PMunch/futhark

[question] libclang behavior on macros

Closed this issue · 1 comments

Hi there,
Asked this question the other day on Nim's discord #main, but I figure the question got buried.

  • Does libclang expand macros when parsing?
  • Is there a way to keep them from expanding, and still have their AST accessible in some way?

Context:
I want to do something similar to what futhark/opir is doing, but not exactly the same.
I'm looking for a way to document C code, using a Nim-based generator, and also auto-generating documentation for both MinC and Nim, but with an output that fits the formats understood by Docusaurus (ie: md/mdx/react)

I would have asked on libclang-nim repository, but you have issues disabled there. Didn't know where else to ask.

The problem here is that C macros are simple text expansion macros. They happen before the C parsing part of the program ever begins. libclang gives you the name and whether a macro is "function like" or not (and maybe the count of arguments), but apart from that it doesn't give you anything. This is because it can't parse the body of a macro as it technically can contain anything. Consider the following example of perfectly valid, albeit very strange C code:

#include <stdio.h>

#define WEIRDNESS argv) {

int main(int argc, char** WEIRDNESS
    printf("Hello world\n");
    return 0;
}

What would the AST of the WEIRDNESS macro even be in this case?

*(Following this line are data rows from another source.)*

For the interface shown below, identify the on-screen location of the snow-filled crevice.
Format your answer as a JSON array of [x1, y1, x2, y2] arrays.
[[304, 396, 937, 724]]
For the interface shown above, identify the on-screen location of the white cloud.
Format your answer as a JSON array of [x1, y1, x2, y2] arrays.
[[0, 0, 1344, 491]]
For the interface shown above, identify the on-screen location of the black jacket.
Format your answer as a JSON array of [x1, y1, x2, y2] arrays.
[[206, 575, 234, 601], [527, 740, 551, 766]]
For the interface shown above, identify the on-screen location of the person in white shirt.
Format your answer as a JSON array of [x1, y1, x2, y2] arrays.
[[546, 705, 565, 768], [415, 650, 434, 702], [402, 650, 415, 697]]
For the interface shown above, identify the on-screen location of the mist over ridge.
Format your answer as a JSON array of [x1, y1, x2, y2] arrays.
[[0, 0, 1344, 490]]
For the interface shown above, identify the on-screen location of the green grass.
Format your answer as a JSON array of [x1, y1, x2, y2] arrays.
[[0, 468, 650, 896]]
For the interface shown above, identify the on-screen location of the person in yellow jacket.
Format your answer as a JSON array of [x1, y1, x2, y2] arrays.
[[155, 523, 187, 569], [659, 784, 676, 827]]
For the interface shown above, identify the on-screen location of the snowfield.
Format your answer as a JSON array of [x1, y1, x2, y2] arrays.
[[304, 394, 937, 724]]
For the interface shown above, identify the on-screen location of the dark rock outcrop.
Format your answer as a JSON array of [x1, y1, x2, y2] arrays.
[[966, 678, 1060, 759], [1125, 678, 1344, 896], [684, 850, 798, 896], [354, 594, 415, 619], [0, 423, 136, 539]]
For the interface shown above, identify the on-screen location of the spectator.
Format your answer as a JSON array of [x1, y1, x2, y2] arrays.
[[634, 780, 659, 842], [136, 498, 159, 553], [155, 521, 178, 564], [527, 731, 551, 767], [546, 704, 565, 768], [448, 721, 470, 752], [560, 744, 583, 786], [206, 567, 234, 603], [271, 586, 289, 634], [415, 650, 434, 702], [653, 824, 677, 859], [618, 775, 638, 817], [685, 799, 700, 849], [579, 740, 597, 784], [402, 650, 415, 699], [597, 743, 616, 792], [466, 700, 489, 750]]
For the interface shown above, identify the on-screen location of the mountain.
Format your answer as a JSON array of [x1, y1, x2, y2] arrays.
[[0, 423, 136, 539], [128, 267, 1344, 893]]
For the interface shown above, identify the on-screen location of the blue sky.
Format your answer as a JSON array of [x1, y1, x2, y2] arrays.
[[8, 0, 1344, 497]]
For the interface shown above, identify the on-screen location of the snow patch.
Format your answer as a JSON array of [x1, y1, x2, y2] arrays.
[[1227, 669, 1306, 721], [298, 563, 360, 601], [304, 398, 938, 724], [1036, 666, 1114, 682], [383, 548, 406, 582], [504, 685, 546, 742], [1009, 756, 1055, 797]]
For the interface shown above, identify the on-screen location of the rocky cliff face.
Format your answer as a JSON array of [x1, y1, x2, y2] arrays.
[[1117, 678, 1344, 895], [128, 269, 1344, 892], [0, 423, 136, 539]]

The way I deal with this in Futhark is that I grab the extents of the definition, then I open the file and read the code myself. With the body of the macro I then try to parse some known entities like number literals. This is by far the weakest point of Futhark and I'd love a better solution. Maybe Zig does something more clever as it basically does the same thing a Futhark internally when importing C modules. But IIRC it just tries to take the body of the macro out into a new file and parse that to see what shows up.